Mary Shelley

Qu’ils sont jeunes, ces jeunes gens ! Cela me frappe soudain en voyant Elle Fanning que j’ai découverte enfant alors que je ne l’étais déjà plus. Ce n’est pas tant que le temps passe vite : plutôt la précipitation précoce, la jetée dans la mêlée des relations dites adultes, que l’on ne fait toute sa vie qu’improviser.

Le jeu d’Elle Fanning semble se figer en ne grandissant plus ; ou peut-être est-ce simplement d’avoir remarqué la manière dont elle donne de l’intensité à son regard, en contractant la paupière inférieure – un mouvement imperceptible chez la plupart des gens, mais qui est très marqué chez elle et que je ne peux plus ne pas voir chez elle une fois que je l’ai remarqué : l’intensité réduite à la mécanique, comme une mise au point automatique sur un objectif imposant. Peut-être aussi est-ce simplement la partition qu’on lui donne, qui alterne entre souffrance rentrée et affirmation véhémente – une partition elle-même héritée de sa relation pas franchement saine avec Percy, toujours à osciller entre vexations et réassurance de son amour.

La scène à table, entre Percy, Mary, sa sœur Claire et je ne sais plus quel invité est un peu trop appuyée dans son champ-contrechamp et sa contraction narrative, mais on y est : des louanges pour Mary, qui produira à coup sûr une œuvre marquante et c’est Claire, amante du même homme mais pas franchement douée des mêmes qualités, qui s’éteint ; puis Claire se reprend et se met avec aplomb à démontrer ses talents de chanteuse, l’invité amusé commente « Je comprends mieux pourquoi tu la gardes avec toi » et c’est alors Mary qui s’éteint : elle est plus admirée mais au fond, pas vraiment mieux considérée.

(Méta miroir : aurait-on pu avoir Bel Powley, l’actrice incarnant Claire, dans le rôle principal ? Lequel rôle est évidemment – mais en quoi est-ce une évidence ? – tenu par l’actrice la plus diaphane des deux… Heureusement, le traitement réservé à son personnage est plutôt bien rattrapé, sur la fin, lorsqu’elle confie ses ressentis de lecture à Mary et lui assure qu’elle donne là sa voix à tous les laissés-pour-compte de l’affection.)

Et puis il y a cette scène sans doute plus juste, où Percy, découvrant que Mary s’accommode mal du ménage à trois qui s’est installé dans la résignation plus que le consentement, l’accuse d’hypocrisie, refusant de comprendre que l’on peut défendre une certaine liberté de mœurs sans vouloir la vivre soi-même, sans avoir imaginé qu’on la vivrait mal, et même, sans avoir vraiment pris conscience qu’on serait amené à la vivre tant l’intensité de la cristallisation amoureuse fait imaginer sa réciprocité.
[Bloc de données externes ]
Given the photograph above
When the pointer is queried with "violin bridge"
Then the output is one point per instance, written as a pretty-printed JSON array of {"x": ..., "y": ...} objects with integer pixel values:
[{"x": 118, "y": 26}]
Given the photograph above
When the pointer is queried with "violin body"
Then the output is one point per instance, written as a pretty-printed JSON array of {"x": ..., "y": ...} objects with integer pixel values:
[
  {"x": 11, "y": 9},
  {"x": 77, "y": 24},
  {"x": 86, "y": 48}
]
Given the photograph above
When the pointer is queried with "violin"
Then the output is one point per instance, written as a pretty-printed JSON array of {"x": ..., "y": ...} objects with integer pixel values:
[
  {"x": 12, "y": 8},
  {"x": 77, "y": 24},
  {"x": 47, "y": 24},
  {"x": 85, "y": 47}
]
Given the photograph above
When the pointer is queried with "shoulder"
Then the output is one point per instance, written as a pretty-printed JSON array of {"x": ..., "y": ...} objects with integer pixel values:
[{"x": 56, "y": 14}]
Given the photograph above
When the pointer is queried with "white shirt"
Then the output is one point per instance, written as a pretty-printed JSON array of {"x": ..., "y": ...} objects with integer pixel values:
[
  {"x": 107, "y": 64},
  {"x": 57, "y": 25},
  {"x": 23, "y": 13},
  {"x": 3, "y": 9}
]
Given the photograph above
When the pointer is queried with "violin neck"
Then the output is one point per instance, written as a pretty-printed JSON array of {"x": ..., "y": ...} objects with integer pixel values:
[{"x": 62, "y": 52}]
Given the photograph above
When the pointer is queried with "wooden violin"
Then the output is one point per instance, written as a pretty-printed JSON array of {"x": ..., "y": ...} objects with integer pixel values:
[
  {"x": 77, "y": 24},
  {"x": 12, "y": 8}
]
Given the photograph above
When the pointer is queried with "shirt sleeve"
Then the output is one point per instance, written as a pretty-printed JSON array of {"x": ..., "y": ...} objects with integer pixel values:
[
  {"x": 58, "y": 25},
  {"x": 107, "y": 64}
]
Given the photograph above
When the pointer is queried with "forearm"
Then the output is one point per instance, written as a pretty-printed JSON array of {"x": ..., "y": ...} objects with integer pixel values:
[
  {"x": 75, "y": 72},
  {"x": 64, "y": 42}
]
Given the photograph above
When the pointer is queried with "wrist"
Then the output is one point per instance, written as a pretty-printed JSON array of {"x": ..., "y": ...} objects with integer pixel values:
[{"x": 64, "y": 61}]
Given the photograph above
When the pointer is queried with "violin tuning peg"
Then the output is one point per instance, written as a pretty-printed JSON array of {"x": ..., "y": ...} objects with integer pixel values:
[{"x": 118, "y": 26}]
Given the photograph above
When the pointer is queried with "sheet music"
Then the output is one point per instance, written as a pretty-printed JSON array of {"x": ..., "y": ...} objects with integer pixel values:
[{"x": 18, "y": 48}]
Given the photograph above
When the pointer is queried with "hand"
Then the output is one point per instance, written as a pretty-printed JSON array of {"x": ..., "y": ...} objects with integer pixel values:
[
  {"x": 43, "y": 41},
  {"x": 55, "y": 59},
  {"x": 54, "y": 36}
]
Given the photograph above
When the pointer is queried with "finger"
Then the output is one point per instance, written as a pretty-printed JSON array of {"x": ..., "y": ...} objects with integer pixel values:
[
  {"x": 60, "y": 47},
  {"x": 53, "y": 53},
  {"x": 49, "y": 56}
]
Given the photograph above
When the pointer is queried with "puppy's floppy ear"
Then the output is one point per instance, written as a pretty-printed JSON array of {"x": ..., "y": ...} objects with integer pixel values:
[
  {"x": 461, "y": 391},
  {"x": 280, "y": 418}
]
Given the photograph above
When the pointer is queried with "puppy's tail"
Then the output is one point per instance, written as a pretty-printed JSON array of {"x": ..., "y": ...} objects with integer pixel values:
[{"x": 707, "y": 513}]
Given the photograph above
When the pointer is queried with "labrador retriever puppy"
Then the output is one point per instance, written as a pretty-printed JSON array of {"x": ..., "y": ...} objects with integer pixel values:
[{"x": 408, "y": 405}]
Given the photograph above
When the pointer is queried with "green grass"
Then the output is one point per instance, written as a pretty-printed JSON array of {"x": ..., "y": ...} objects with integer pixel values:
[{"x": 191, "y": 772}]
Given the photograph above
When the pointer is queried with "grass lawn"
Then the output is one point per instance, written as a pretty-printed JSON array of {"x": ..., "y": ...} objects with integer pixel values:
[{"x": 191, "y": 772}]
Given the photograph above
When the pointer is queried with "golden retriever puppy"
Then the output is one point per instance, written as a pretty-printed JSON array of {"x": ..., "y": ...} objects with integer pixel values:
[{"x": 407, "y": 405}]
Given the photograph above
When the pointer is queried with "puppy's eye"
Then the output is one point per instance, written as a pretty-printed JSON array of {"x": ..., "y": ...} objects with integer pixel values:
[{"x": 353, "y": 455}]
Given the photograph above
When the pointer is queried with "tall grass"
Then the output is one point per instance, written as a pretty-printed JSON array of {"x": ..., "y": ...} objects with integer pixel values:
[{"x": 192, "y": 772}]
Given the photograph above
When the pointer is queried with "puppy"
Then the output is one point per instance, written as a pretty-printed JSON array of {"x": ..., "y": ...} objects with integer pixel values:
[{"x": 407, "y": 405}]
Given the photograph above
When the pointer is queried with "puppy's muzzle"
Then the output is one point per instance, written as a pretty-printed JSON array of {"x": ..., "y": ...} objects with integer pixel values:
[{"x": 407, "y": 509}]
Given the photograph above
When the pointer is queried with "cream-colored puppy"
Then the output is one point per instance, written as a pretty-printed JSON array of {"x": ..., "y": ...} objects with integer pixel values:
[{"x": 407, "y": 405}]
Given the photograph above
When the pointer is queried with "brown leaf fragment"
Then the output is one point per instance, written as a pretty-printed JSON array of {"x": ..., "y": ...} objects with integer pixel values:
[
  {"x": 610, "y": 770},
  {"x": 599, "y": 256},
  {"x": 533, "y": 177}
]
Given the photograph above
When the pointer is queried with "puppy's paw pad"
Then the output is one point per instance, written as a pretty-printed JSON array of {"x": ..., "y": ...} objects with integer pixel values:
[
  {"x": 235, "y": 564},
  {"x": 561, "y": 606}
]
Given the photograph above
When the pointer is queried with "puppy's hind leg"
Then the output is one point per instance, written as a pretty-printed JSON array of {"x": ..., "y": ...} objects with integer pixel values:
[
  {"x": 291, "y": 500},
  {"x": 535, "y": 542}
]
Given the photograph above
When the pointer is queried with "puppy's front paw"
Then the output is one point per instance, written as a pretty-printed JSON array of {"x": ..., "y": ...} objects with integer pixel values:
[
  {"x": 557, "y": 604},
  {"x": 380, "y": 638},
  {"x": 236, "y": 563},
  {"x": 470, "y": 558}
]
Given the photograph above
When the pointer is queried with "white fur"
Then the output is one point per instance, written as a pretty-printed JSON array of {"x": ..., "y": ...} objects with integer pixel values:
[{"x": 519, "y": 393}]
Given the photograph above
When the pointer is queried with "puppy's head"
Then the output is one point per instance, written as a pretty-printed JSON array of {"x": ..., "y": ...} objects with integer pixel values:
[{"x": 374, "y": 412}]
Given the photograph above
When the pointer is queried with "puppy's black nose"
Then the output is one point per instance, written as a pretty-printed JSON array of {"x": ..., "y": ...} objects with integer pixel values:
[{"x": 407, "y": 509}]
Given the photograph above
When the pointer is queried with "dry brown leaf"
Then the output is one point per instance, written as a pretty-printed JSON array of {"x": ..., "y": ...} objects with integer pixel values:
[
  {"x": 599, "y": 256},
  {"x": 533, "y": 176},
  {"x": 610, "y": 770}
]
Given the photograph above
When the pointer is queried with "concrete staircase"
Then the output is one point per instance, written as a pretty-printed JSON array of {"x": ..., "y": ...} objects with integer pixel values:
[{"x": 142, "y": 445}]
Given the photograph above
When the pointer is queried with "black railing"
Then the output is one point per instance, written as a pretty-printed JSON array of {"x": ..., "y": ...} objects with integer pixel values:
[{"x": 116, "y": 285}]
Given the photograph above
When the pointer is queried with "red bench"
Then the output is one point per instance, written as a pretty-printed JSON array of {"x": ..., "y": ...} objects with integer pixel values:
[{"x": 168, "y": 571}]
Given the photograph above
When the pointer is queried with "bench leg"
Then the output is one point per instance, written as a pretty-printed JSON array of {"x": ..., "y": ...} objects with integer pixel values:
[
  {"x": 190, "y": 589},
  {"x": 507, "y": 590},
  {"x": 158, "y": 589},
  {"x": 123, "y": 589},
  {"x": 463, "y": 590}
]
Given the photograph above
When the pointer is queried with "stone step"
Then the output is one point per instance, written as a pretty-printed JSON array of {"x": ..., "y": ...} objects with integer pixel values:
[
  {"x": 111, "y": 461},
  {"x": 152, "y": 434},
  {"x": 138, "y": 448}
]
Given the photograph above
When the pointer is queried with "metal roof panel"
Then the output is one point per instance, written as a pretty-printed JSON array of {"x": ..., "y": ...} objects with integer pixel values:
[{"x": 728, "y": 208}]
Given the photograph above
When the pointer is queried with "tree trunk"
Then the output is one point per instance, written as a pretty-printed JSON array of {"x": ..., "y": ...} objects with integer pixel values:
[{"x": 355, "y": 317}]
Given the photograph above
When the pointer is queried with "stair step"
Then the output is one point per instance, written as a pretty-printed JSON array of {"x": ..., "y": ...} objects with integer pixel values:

Réconciliation de ton à défaut de fond : Percy propose à Mary de sortir… avec sa sœur. Et c’est reparti pour l’alternance de vexations et de cajoleries, d’amour probablement sincère et de mesquineries, jusqu’à ce que la liberté, devenue errance sous l’effet des non-dits, de l’alcool et du manque de considération, conduise au massacre pressenti des sentiments des uns et des autres.Le poète en prend un coup dans son image romantique : du jeune beau qui tourne des vers pour coucher, on assiste à un naufrage chez Byron. Les yeux rougis, la bouteille à la main, affalé sur le canapé, Douglas Booth en Percey Shelley fait ressurgir des images de The Riot Club, et je sais d’un coup d’où me venait la prescience du massacre.

La littérature vient là-dessus comme le rachat des souffrances : le film se clôt sur une rentrée dans le rang, dans l’ordre des choses, nous montrant une Mary mariée, qui n’a plus accouché de sa petite fille, morte en bas âge, mais d’une œuvre dont elle peut être fière, dont son père et son mari sont fiers en tous cas et qui lui redonne de la valeur à leurs yeux un instant, oh rien qu’un instant, détournés. Les coups durs suivants sont relégués aux écrans noirs : que sont-ils devenus, qui est mort précocement, tragiquement, les coups du sort et les contrecoups émotionnels, tout une vie que l’on essaye de rédimer par l’art qui, sans l’art du storytelling justement, sans sa transfiguration, ferait un piètre lot de consolation.

Mais peut-être est-ce parce que je n’ai toujours pas lu Frankenstein – que, bizarrement, je n’ai toujours pas très envie de lire, même après ce film qui vient comme piqûre de rappel après le ballet. Je devrais être intriguée.

Mit Palpatine,
qui n’a pas compris pourquoi je lui ai tapoté dessus avec entrain quand j’ai soudain reconnu dans l’acariâtre belle-mère l’adorable servante de Downtown Abbey.